Pernyataan itu sempat menghiasi halaman utama sejumlah media massa di Tanah Air meski pada akhirnya kalimat kontroversialnya resmi diralat karena menuai kritik dari berbagai pihak.
Kalimat itu menjadi klimaks atas kemarahan Basuki Tjahaja Purnama atau yang akrab disapa Ahok terhadap sikap Dewan Perwakilan Rakyat Daerah (DPRD) Kota Bekasi yang ingin menutup Tempat Pengelolaan Sampah Terpadu (TPST) Bantar Gebang pada penghujung Oktober 2015.
"Masa kayak anak kecil. Orang Jakarta enggak boleh buang sampah ke Bekasi. Kalau gitu saya bilang orang Bekasi enggak boleh kerja ke Jakarta, lucu enggak kira-kira, ya, lucu," kata Ahok.
Ancaman itu seakan wajar dilontarkan oleh mantan Bupati Bangka Belitung itu mengingat masyarakat DKI sampai saat ini masih sangat bergantung pada lahan seluas 110,8 hektare di empat kelurahan Kecamatan Bantargebang, Kota Bekasi, sebagai lokasi andalan pembuangan akhir sampah yang mereka produksi sehari-hari.
Setiap harinya tidak kurang dari 6.000 ton sampah warga DKI dibuang ke lima zona TPST Bantargebang menggunakan 800 armada truk sampah melalui sejumlah koridor jalan yang telah disepakati.
Adalah jajaran Komisi A DPRD Kota Bekasi yang dikomandoi Ariyanto Hendrata selaku ketua, Lilik Haryoso selaku wakil ketua, Solihin selaku sekretaris, dan sejumlah anggotanya, yakni Anim Imamudin, Daryanto, Uri Huryati, Chairoman J. Putro, Sarni Ruminta, Winoto, Syaiful Bahri, dan Sodikin yang menginisiasi rencana penutupan TPST Bantargebang.
Rencana penutupan lahan sampah DKI itu pun bukan tanpa sebab, mengingat para wakil rakyat di Kota Bekasi itu sudah jengah dengan seringnya temuan dan laporan pelanggaran kesepakatan kerja sama pengelolaan lahan TPST Bantargebang oleh pihak DKI sejak 2009.
Salah satu pelanggaran yang paling disoroti adalah distribusi sampah yang kerap dilanggar.
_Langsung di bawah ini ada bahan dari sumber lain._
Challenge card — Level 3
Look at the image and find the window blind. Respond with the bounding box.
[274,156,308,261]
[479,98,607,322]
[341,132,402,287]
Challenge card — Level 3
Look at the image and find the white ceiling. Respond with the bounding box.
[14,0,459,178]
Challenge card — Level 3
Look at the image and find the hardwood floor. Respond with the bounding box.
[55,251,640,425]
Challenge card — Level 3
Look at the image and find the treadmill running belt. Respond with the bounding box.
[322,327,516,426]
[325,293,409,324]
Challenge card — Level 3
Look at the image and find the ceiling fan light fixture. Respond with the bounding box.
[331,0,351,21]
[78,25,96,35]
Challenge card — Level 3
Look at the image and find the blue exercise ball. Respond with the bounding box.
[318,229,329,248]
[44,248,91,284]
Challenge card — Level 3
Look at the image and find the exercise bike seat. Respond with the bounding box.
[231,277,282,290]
Truk sampah hanya diperbolehkan melintas di kawasan protokol Kota Bekasi pada pukul 21.00--05.00 WIB, di luar jadwal tersebut para sopir harus melintas di Jalan Raya Alternatif Cibubur atau Jalan Transyogi.
"Pengaturan jalur perlintasan semestinya ditaati karena dampaknya terhadap pencemaran udara dan mengotori jalan dengan air lindi. Aturan itu dilanggar setiap tahun meski sudah sering kita peringatkan. Bahkan, wali kota kami juga pernah turun langsung menyetop truk sampah DKI yang melanggar," kata Ketua Kamisi A DPRD Kota Bekasi Ariyanto Hendrata.
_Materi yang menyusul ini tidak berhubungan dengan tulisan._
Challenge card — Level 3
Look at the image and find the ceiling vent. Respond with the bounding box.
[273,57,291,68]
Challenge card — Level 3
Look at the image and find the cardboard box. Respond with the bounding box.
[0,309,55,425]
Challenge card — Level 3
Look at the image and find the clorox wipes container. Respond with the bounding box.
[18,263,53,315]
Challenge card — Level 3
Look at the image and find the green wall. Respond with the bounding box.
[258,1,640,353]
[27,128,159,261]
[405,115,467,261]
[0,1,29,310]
Sikap DKI yang cenderung acuh pada pelanggaran itu membuat pihaknya mengambil langkah serius untuk lebih mendalami isi perjanjian kerja sama TPST Bantargebang antara Pemkot Bekasi dan Pemprov DKI.
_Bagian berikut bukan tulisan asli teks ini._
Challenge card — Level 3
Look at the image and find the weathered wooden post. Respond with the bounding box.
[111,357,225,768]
"Hasilnya, kami melihat ada 15 item pelanggaran yang dilakukan oleh Pemprov DKI terkait dengan kerja sama Nomor 4 Tahun 2009 berdasarkan hasil kajian dan temuan di lapangan dan ini merupakan sebuah bentuk pelecehan terhadap warga Bekasi," katanya.
Selain pelanggaran rute dan waktu distribusi sampah, DKI juga diketahui tidak mencuci dan membersihkan setiap kendaraan pengangkut sampah yang keluar TPST serta mengolah air cuciannya agar tidak mencemari lingkungan sekitar.
Politikus PKS itu juga menyoroti sikap DKI yang tidak mau melakukan audit lingkungan di TPST Bantargebang dan sekitarnya atas dampak dari diberlakukannya MoU tersebut.
"Aturan kompensasi sampah sebagai pemberdayaan masyarakat sebesar 20 persen dari `tipping fee` sesuai dengan pasokan sampah juga dilanggar. Pasalnya, besarannya tidak sesuai dengan volume sampah yang dibuang," katanya.
Ariyanto mengatakan bahwa DKI juga tidak melaksanakan pembuatan instalasi air bersih langsung ke rumah-rumah penduduk mengingat pasokan air tanah di kawasan itu telah tercemar air sampah.
Atas dasar sejumlah temuan tersebut, pihaknya berencana mengklarifikasi temuan itu secara langsung kepada Gubernur DKI mengingat perannya yang stratgeis dalam memberikan kebijakan sehingga kasus tersebut tidak terulang lagi.
"Kami akan memanggil Gubernur DKI Jakarta Basuki Tjahaja Purnama terkait dengan hal ini sebab sudah banyak pelanggaran yang dilakukan oleh DKI," katanya.
DKI Putus Kontrak
"Ya, silakan saja hak DPRD mau manggil, manggil saja. Akan tetapi, `ngapain` saya datang," kata Ahok.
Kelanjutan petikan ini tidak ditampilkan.